No agreement in Brussels, talks to resume
Office for Kosovo Director Marko Đurić and Deputy Kosovo PM Edita Tahiri failed to agree on settling the problem related to "Peace Park" in Kosovska Mitrovica.Source: Tanjug
“The atmosphere was extremely difficult, Ms. Tahiri even refused to shake hands with me in the hall,” Đurić told reporters after the talks that lasted ten hours at the European External Action Service (EEAS) in Brussels, Tanjug reported.
Đurić said that there were no direct talks at any point, but rather the two delegations talked with aides to EU High Representative for Foreign Affairs and Security Policy Catherine Ashton.

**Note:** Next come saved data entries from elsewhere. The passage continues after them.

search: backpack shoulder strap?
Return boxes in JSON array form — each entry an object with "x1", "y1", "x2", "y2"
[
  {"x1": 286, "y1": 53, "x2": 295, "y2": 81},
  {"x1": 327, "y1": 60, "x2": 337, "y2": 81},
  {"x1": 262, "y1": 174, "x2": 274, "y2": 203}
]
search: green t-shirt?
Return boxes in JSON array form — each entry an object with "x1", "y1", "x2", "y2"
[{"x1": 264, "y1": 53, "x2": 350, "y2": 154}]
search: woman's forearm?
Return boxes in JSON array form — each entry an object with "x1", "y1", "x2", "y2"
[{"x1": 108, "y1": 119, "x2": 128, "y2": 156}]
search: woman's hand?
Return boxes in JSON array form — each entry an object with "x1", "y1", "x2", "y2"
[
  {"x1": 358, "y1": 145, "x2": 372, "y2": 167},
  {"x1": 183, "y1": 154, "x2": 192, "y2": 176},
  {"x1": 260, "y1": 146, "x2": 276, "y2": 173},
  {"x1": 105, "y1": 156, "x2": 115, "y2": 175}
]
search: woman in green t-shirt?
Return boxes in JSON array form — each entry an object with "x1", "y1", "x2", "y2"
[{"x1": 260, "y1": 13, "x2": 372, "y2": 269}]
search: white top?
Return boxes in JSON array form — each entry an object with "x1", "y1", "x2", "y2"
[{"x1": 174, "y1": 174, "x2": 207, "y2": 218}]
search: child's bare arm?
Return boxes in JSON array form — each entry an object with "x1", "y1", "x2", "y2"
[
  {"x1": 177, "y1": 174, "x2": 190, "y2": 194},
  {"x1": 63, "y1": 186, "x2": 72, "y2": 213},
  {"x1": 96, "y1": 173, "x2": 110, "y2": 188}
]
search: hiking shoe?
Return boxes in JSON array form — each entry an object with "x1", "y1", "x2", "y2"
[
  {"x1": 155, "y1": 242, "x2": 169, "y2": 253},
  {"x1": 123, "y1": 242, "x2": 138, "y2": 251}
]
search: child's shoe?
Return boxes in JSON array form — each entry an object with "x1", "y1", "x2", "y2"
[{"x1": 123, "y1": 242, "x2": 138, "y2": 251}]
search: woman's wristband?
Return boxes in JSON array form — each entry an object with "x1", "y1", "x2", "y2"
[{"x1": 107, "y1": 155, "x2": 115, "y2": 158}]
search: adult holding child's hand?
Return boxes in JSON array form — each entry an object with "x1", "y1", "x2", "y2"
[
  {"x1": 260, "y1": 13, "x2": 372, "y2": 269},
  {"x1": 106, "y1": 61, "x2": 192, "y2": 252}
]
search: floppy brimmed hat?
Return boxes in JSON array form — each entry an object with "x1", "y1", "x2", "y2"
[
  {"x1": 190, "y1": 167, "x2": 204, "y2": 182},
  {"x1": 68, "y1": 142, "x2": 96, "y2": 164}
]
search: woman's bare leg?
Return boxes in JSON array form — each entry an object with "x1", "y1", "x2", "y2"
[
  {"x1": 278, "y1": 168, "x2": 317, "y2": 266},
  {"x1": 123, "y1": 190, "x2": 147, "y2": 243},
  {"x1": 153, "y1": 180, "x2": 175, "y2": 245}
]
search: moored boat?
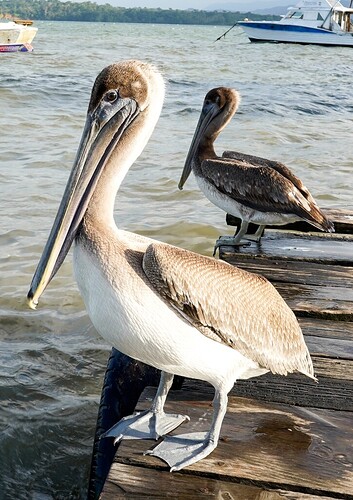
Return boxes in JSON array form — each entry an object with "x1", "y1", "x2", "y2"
[
  {"x1": 238, "y1": 0, "x2": 353, "y2": 46},
  {"x1": 0, "y1": 20, "x2": 38, "y2": 52}
]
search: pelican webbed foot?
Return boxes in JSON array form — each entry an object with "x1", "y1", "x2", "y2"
[
  {"x1": 101, "y1": 371, "x2": 189, "y2": 444},
  {"x1": 102, "y1": 409, "x2": 189, "y2": 444},
  {"x1": 213, "y1": 235, "x2": 251, "y2": 256},
  {"x1": 147, "y1": 388, "x2": 228, "y2": 471},
  {"x1": 213, "y1": 223, "x2": 266, "y2": 255},
  {"x1": 213, "y1": 219, "x2": 255, "y2": 256},
  {"x1": 146, "y1": 431, "x2": 217, "y2": 471}
]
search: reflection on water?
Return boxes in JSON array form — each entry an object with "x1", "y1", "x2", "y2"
[{"x1": 1, "y1": 20, "x2": 352, "y2": 498}]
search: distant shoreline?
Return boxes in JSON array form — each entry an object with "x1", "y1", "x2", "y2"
[{"x1": 0, "y1": 0, "x2": 280, "y2": 26}]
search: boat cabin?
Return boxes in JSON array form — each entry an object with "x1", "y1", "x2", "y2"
[
  {"x1": 332, "y1": 5, "x2": 353, "y2": 32},
  {"x1": 283, "y1": 0, "x2": 353, "y2": 32}
]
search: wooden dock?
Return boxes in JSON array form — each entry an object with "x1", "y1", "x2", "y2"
[{"x1": 92, "y1": 208, "x2": 353, "y2": 499}]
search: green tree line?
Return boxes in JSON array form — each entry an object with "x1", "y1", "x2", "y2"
[{"x1": 0, "y1": 0, "x2": 279, "y2": 25}]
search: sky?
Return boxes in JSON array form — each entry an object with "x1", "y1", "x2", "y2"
[{"x1": 92, "y1": 1, "x2": 287, "y2": 10}]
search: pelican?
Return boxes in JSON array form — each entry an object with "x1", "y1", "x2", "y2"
[
  {"x1": 27, "y1": 61, "x2": 315, "y2": 472},
  {"x1": 179, "y1": 87, "x2": 334, "y2": 254}
]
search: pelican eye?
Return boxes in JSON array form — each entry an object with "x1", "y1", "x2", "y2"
[
  {"x1": 205, "y1": 95, "x2": 220, "y2": 107},
  {"x1": 105, "y1": 90, "x2": 119, "y2": 103}
]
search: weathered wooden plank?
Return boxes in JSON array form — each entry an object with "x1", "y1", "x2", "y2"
[
  {"x1": 220, "y1": 247, "x2": 353, "y2": 321},
  {"x1": 277, "y1": 282, "x2": 353, "y2": 303},
  {"x1": 299, "y1": 317, "x2": 353, "y2": 341},
  {"x1": 226, "y1": 207, "x2": 353, "y2": 235},
  {"x1": 274, "y1": 282, "x2": 353, "y2": 321},
  {"x1": 306, "y1": 336, "x2": 353, "y2": 360},
  {"x1": 107, "y1": 386, "x2": 353, "y2": 498},
  {"x1": 100, "y1": 463, "x2": 338, "y2": 499},
  {"x1": 234, "y1": 375, "x2": 353, "y2": 411},
  {"x1": 137, "y1": 367, "x2": 346, "y2": 417},
  {"x1": 220, "y1": 258, "x2": 353, "y2": 289},
  {"x1": 312, "y1": 357, "x2": 353, "y2": 380},
  {"x1": 219, "y1": 232, "x2": 353, "y2": 266}
]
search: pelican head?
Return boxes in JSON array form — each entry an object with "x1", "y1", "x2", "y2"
[
  {"x1": 178, "y1": 87, "x2": 240, "y2": 190},
  {"x1": 27, "y1": 60, "x2": 165, "y2": 309}
]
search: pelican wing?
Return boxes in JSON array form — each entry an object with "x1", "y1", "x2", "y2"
[
  {"x1": 201, "y1": 158, "x2": 332, "y2": 231},
  {"x1": 142, "y1": 242, "x2": 314, "y2": 378},
  {"x1": 222, "y1": 150, "x2": 314, "y2": 200}
]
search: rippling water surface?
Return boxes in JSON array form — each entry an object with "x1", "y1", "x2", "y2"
[{"x1": 1, "y1": 20, "x2": 352, "y2": 499}]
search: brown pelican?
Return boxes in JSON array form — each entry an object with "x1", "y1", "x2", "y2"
[
  {"x1": 179, "y1": 87, "x2": 334, "y2": 254},
  {"x1": 27, "y1": 61, "x2": 315, "y2": 471}
]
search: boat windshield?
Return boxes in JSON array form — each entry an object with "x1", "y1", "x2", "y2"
[{"x1": 289, "y1": 11, "x2": 304, "y2": 18}]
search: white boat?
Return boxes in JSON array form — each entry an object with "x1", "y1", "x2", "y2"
[
  {"x1": 0, "y1": 20, "x2": 38, "y2": 52},
  {"x1": 238, "y1": 0, "x2": 353, "y2": 46}
]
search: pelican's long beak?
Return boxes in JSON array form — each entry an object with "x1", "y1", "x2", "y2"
[
  {"x1": 178, "y1": 101, "x2": 219, "y2": 190},
  {"x1": 27, "y1": 94, "x2": 139, "y2": 309}
]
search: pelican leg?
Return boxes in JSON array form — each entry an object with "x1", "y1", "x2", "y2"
[
  {"x1": 213, "y1": 220, "x2": 250, "y2": 256},
  {"x1": 243, "y1": 224, "x2": 266, "y2": 242},
  {"x1": 146, "y1": 389, "x2": 228, "y2": 471},
  {"x1": 102, "y1": 371, "x2": 189, "y2": 444}
]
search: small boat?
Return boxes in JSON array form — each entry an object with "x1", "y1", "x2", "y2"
[
  {"x1": 0, "y1": 20, "x2": 38, "y2": 52},
  {"x1": 14, "y1": 19, "x2": 34, "y2": 26},
  {"x1": 238, "y1": 0, "x2": 353, "y2": 47}
]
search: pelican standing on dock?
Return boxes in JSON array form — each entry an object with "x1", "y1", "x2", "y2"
[
  {"x1": 28, "y1": 61, "x2": 315, "y2": 471},
  {"x1": 179, "y1": 88, "x2": 334, "y2": 254}
]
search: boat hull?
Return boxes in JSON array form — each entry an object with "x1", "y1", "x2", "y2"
[
  {"x1": 238, "y1": 22, "x2": 353, "y2": 47},
  {"x1": 0, "y1": 43, "x2": 34, "y2": 52}
]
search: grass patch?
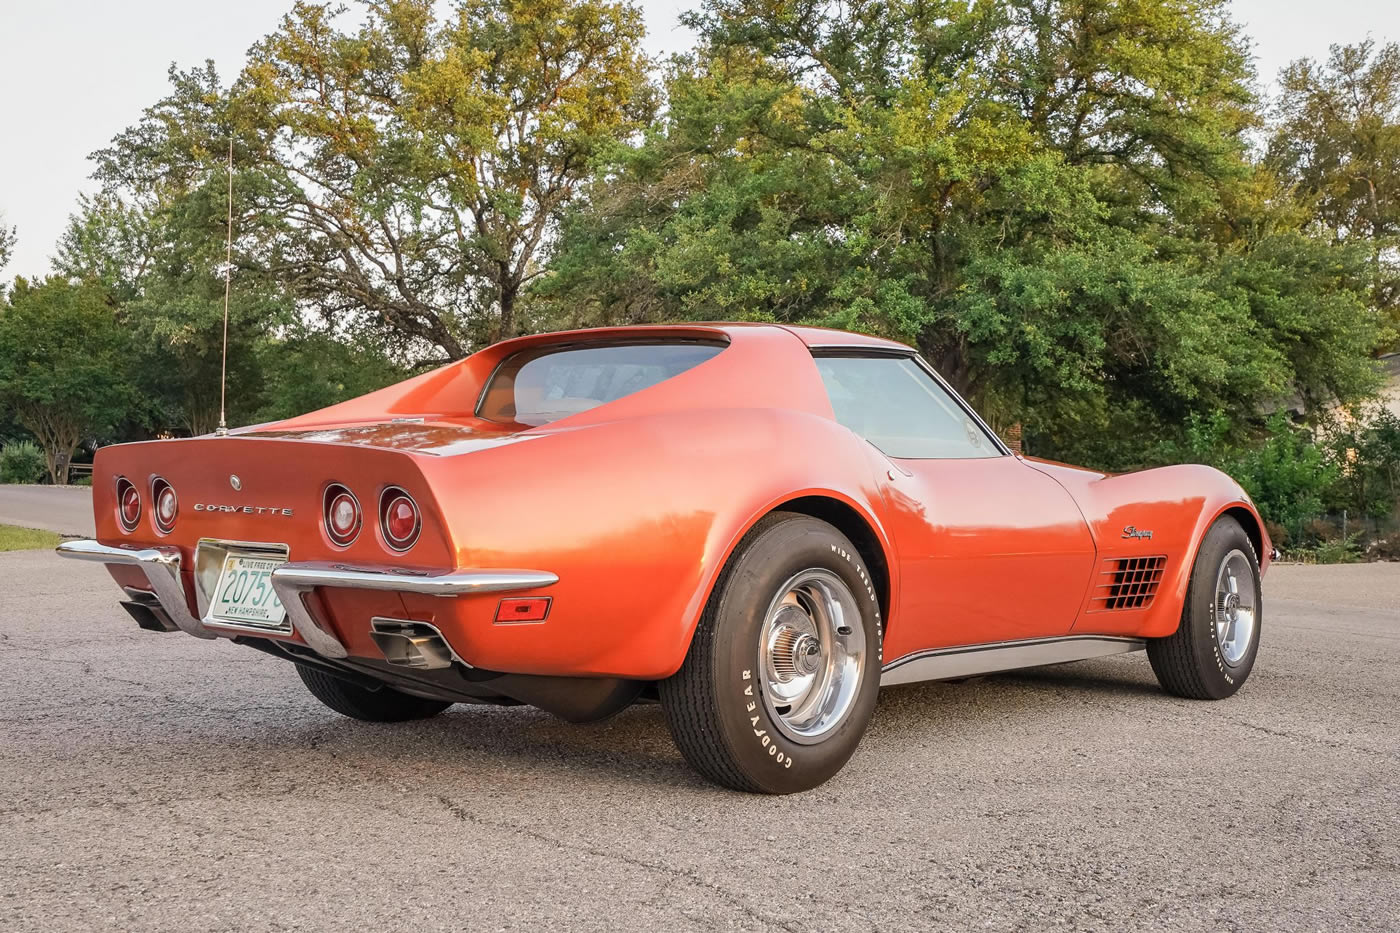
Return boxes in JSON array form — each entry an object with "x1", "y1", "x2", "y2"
[{"x1": 0, "y1": 524, "x2": 61, "y2": 552}]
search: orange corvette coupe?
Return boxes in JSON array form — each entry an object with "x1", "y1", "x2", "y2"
[{"x1": 59, "y1": 324, "x2": 1271, "y2": 793}]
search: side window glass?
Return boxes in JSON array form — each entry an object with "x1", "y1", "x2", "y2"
[{"x1": 813, "y1": 355, "x2": 1001, "y2": 459}]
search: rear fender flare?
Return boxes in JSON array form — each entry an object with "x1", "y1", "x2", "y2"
[{"x1": 679, "y1": 487, "x2": 898, "y2": 667}]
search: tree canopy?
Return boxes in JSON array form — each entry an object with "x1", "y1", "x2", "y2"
[
  {"x1": 233, "y1": 0, "x2": 654, "y2": 358},
  {"x1": 3, "y1": 0, "x2": 1400, "y2": 517},
  {"x1": 541, "y1": 0, "x2": 1386, "y2": 462},
  {"x1": 90, "y1": 0, "x2": 653, "y2": 362},
  {"x1": 0, "y1": 277, "x2": 140, "y2": 482},
  {"x1": 0, "y1": 216, "x2": 14, "y2": 301},
  {"x1": 1268, "y1": 40, "x2": 1400, "y2": 335}
]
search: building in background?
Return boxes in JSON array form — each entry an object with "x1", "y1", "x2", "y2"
[{"x1": 1380, "y1": 354, "x2": 1400, "y2": 419}]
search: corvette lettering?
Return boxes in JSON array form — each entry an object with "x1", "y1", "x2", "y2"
[{"x1": 193, "y1": 504, "x2": 295, "y2": 516}]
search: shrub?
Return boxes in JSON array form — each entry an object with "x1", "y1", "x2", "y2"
[
  {"x1": 0, "y1": 440, "x2": 46, "y2": 484},
  {"x1": 1159, "y1": 412, "x2": 1339, "y2": 539},
  {"x1": 1323, "y1": 407, "x2": 1400, "y2": 519},
  {"x1": 1307, "y1": 534, "x2": 1363, "y2": 564},
  {"x1": 1231, "y1": 414, "x2": 1339, "y2": 536}
]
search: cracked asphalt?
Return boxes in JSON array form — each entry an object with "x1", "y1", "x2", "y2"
[{"x1": 1, "y1": 549, "x2": 1397, "y2": 932}]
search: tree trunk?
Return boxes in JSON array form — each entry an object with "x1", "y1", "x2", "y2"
[
  {"x1": 17, "y1": 404, "x2": 81, "y2": 485},
  {"x1": 496, "y1": 273, "x2": 518, "y2": 344},
  {"x1": 927, "y1": 340, "x2": 973, "y2": 397}
]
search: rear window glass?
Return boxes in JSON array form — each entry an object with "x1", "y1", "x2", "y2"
[{"x1": 477, "y1": 341, "x2": 725, "y2": 426}]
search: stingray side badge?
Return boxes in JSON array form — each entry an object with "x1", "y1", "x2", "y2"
[{"x1": 1122, "y1": 525, "x2": 1154, "y2": 540}]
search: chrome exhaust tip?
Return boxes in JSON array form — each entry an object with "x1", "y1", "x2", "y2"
[
  {"x1": 120, "y1": 588, "x2": 179, "y2": 633},
  {"x1": 369, "y1": 618, "x2": 457, "y2": 670}
]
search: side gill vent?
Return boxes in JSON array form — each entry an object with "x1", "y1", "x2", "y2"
[{"x1": 1092, "y1": 556, "x2": 1166, "y2": 611}]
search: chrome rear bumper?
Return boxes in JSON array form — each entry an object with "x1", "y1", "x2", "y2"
[
  {"x1": 57, "y1": 540, "x2": 558, "y2": 661},
  {"x1": 57, "y1": 540, "x2": 217, "y2": 639},
  {"x1": 270, "y1": 562, "x2": 558, "y2": 659}
]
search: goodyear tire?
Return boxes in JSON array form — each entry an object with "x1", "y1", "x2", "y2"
[
  {"x1": 1148, "y1": 515, "x2": 1262, "y2": 700},
  {"x1": 660, "y1": 513, "x2": 882, "y2": 793},
  {"x1": 296, "y1": 664, "x2": 453, "y2": 722}
]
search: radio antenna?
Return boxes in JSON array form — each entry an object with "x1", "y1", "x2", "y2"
[{"x1": 216, "y1": 134, "x2": 233, "y2": 437}]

Đurić said that it is Belgrade's stand that works on Peace Park on the bridge in northern Kosovoska Mitrovica should be continued.
“We will talk again on July 22, and in the meantime we expect everyone to demonstrate restraint,” he said.
“We were ready to discuss the matter again as soon as on Monday, but Priština's side refused that,” Đurić said.
Tahiri told reporters that “unfortunately, no progress was made”, noting that Priština's side came to the talks in full capacity, including representatives of several ministries, and was ready to continue negotiations over the weekend.
She noted that, on the other hand, Đurić "came to the meeting alone and was obviously not well-prepared."
Tahiri then added that "Serbs should stay away from Kosovo," and accused the head of the Serbian government's Office for Kosovo of "violating the Brussels agreement with his frequent trips to Kosovo."
Đurić "rejected these accusations," said reports, and added that he thought "every Serb should enjoy full freedom of movement when entering Kosovo."
Ashton issued a brief statement after the talks in Brussels on Friday saying that both sides should without previous agreement refrain from any activities near the bridge in Kosovska Mitrovica, and added that both sides "agreed to form working groups" that would seek a solution.
On June 18, local Serbs removed a roadblock from the bridge over the Ibar River in that city, divided into the northern, Serb, and the southern, Albanian part, which, Tanjug reported, "they put up three years ago to protect themselves from incursions by Albanian extremists."
However, the Serbs placed concrete flower boxes in place of the barricade the next day, and referred to this as "Peace Park," while the Albanian side demanded the structure to be removed, "to allow passage of vehicles."